Na época do seu testemunho sobre o Gladio, Giulio Andreotti com 71 anos de idade não é uma fonte regular sob nenhum aspecto. Na época do seu depoimento, ele fez uma retrospectiva da sua carreira política, provavelmente sem paralelos em qualquer país da Europa Ocidental. Como principal representante do conservador Partido Democrata Cristão (Democrazia Cristiana Italiana, DCI), que funcionou como um baluarte contra o PCI durante toda a guerra fria, Andreotti contava com o apoio dos Estados Unidos. Ele conhecia pessoalmente os presidentes dos EUA, e por muitos de dentro e fora da Itália foi considerado o político mais poderoso da Primeira República da Itália (1945-1993).

Embora os governos na frágil Primeira República da Itália tenham mudado em intervalos curtos, Andreotti ao longo da Guerra Fria astuciosamente conseguiu permanecer no poder em várias coligações e, assim, estabeleceu-se como a presença dominante na residência do governo italiano, no Palazzo Chigi em Roma.

Nascido em Roma em 1919, Andreotti tornou-se Ministro do Interior aos 35 anos e, a partir de então, estabeleceu um recorde sem precedentes ao ocupar o cargo de Primeiro-Ministro sete vezes e servir 21 vezes como Ministro, das quais seis vezes como ministro dos Negócios Estrangeiros.

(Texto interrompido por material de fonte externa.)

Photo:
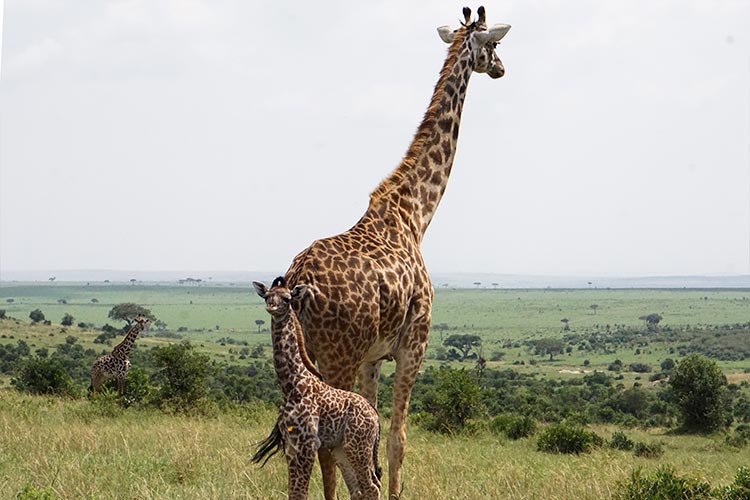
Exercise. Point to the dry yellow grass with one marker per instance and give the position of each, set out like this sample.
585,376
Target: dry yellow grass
84,450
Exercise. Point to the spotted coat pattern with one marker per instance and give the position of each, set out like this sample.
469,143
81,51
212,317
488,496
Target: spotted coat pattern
315,415
370,294
117,363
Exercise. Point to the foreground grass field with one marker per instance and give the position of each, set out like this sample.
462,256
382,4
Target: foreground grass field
79,449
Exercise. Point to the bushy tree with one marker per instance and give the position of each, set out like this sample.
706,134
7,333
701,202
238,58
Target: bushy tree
464,343
566,438
452,402
548,346
699,388
36,315
43,376
183,375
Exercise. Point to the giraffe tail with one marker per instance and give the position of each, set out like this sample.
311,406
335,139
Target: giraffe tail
378,470
269,446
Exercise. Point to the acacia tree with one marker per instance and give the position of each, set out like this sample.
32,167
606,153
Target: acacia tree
464,343
36,315
699,389
128,310
67,320
548,346
652,320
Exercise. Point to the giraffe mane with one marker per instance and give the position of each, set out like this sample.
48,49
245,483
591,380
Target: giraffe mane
301,343
408,165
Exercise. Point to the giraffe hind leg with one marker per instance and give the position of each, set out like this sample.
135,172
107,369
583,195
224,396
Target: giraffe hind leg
97,378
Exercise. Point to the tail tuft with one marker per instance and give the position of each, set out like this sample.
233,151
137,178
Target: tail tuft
269,446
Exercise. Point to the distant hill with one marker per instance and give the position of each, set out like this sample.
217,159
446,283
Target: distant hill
440,280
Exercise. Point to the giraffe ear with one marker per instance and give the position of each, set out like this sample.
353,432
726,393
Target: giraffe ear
299,291
446,34
260,289
494,34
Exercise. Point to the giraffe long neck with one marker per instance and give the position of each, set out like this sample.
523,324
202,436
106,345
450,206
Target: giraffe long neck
122,350
289,358
417,185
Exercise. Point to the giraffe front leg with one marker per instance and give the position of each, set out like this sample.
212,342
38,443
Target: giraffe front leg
408,360
368,379
341,379
300,459
328,471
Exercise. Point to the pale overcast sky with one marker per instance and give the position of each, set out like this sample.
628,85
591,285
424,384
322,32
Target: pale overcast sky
227,135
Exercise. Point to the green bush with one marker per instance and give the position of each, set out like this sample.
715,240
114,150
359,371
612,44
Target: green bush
699,388
663,485
620,441
500,423
183,375
565,438
521,427
37,375
648,450
452,402
513,426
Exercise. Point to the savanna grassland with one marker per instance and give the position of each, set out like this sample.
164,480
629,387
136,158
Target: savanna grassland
79,449
206,314
74,447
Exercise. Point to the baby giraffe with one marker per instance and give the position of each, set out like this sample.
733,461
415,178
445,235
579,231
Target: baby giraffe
117,364
315,415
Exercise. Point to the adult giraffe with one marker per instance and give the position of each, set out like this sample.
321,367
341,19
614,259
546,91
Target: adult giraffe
370,295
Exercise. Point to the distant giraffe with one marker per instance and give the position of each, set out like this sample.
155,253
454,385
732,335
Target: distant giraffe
117,364
369,293
315,415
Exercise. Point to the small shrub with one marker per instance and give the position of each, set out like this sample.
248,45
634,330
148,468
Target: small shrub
43,376
565,438
521,427
500,423
663,485
648,450
640,368
620,441
740,438
452,403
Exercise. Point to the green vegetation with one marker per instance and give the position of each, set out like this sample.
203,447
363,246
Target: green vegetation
565,438
504,378
700,391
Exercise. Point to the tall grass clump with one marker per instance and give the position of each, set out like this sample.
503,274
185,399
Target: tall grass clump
664,484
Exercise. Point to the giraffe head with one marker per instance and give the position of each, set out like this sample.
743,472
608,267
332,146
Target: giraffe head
481,42
279,298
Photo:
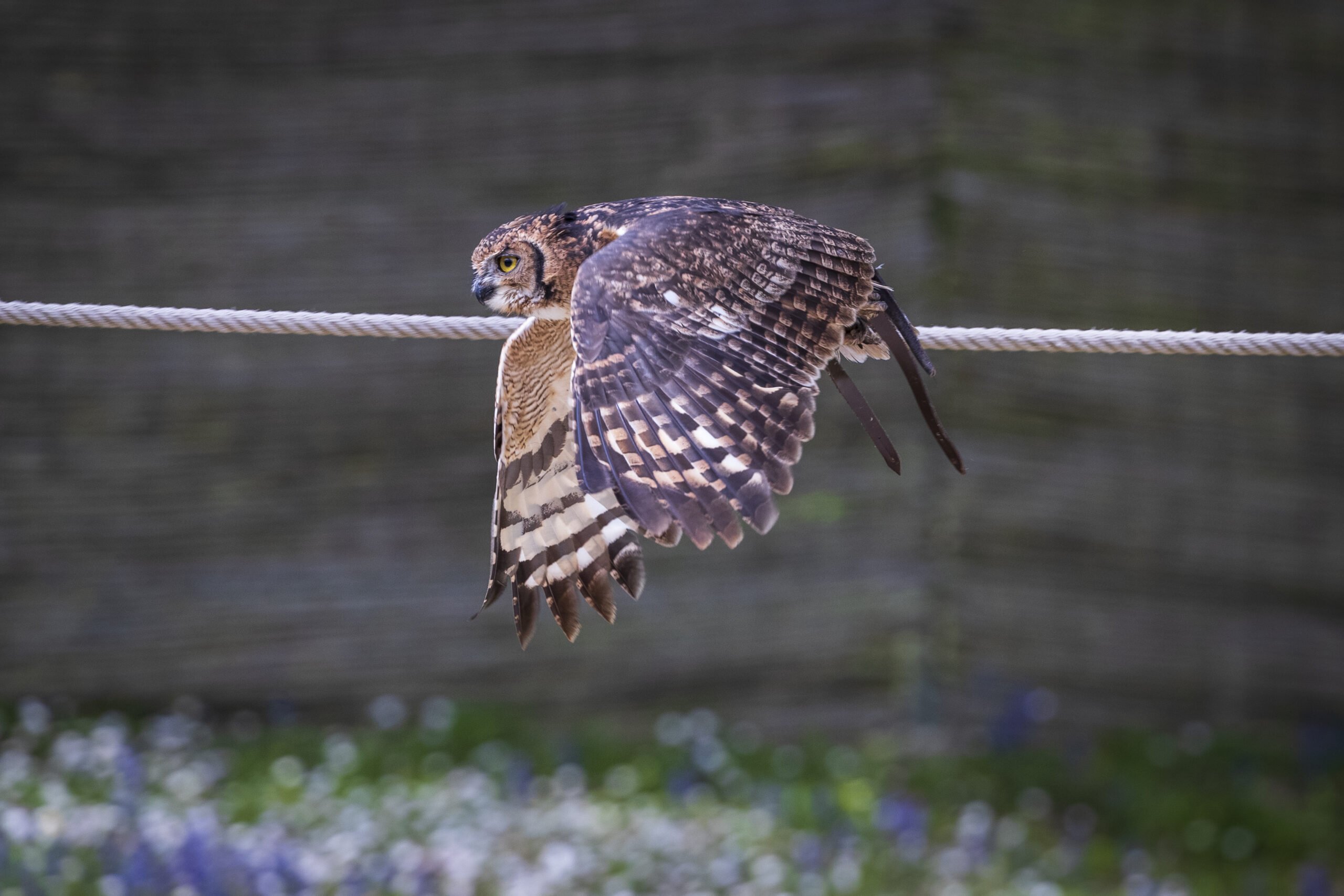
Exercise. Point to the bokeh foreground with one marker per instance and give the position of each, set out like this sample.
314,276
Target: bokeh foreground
467,800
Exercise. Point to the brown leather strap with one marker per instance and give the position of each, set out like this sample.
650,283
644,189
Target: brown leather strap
863,412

Seus admiradores o compararam a Júlio César e o chamaram de “divino Giulio“, enquanto os seus críticos o acusaram de ser o mais importante negociador do quarto dos fundos e, apelidaram-no de ‘tio’.

Supostamente, o filme de gângster favorito de Andreotti era o ‘Goodfellows‘ pela frase de Robert De Niro ‘nunca delate os seus amigos e mantenha sempre a boca fechada’. A maioria concordou que tal fazia parte da estratégia de Andreotti e, que permitiu ao divino Giulio sobreviver a um grande número de intrigas e crimes da Itália, estando em muitos directamente envolvido. (18)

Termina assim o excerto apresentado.